Muslim sharia law that was prominent during the Ottoman Empire is family law. This law relates to marriage, children, and divorce. Family law falls under the category of private law in the Ottoman Empire. Family and inheritance law was at the very center of Ottoman law, and thus was least affected by the penetration of foreign law. Family law also had a significant role in establishing the gender roles in Islamic society in the Ottoman Empire.

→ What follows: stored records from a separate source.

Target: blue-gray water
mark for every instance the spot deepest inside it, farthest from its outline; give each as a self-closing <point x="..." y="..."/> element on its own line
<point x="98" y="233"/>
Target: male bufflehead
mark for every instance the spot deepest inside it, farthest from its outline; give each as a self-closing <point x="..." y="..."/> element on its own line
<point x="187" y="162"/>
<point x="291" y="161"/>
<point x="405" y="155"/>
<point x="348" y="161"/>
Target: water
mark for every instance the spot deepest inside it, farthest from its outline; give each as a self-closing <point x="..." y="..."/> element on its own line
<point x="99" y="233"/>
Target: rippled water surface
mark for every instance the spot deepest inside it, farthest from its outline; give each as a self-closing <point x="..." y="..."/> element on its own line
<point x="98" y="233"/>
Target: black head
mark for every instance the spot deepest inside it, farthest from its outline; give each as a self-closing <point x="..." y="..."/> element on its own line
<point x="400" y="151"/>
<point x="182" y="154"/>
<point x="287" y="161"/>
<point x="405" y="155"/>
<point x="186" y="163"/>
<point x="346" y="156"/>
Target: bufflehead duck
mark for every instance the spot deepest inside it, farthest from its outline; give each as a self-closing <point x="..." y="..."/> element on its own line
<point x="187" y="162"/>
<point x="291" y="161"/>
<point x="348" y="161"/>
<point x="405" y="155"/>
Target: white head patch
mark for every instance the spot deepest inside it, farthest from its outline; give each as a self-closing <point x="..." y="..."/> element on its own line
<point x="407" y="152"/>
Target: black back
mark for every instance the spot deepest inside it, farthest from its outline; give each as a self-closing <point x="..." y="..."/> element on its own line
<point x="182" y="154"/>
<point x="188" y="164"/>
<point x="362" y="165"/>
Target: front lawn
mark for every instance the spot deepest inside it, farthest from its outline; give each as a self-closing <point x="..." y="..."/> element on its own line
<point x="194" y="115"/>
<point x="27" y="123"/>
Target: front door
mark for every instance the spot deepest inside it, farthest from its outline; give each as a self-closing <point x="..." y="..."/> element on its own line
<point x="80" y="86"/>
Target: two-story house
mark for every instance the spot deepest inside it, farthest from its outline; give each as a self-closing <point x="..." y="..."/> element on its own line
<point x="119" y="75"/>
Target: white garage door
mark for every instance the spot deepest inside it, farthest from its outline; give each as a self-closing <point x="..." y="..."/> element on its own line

During the Tanzimat Period in the Ottoman Empire with the Empire's new focus on bureaucracy, they began to collect information on the families living under their rule including births, marriages, and deaths.

The Ottoman Law of Family Rights
The Ottoman Law of Family Rights is a new codification in Ottoman law that emerged in 1917. This law remained legitimate in Jordan until the year of 1951, and Syria in 1949. It is still valid for Muslim citizens of Israel and Lebanon. This law reestablished family law, specifically in regards to marriage and divorce, children and inheritance, and men and women's roles. One of the main reasons for the creation of the Ottoman Law of Family Rights and a reform of family laws in the Ottoman Empire, was to give women better access to divorce. However, it is argued by scholar Judith Tucker that the Ottoman Law of Family Rights did little to advance women's rights in the Ottoman Empire.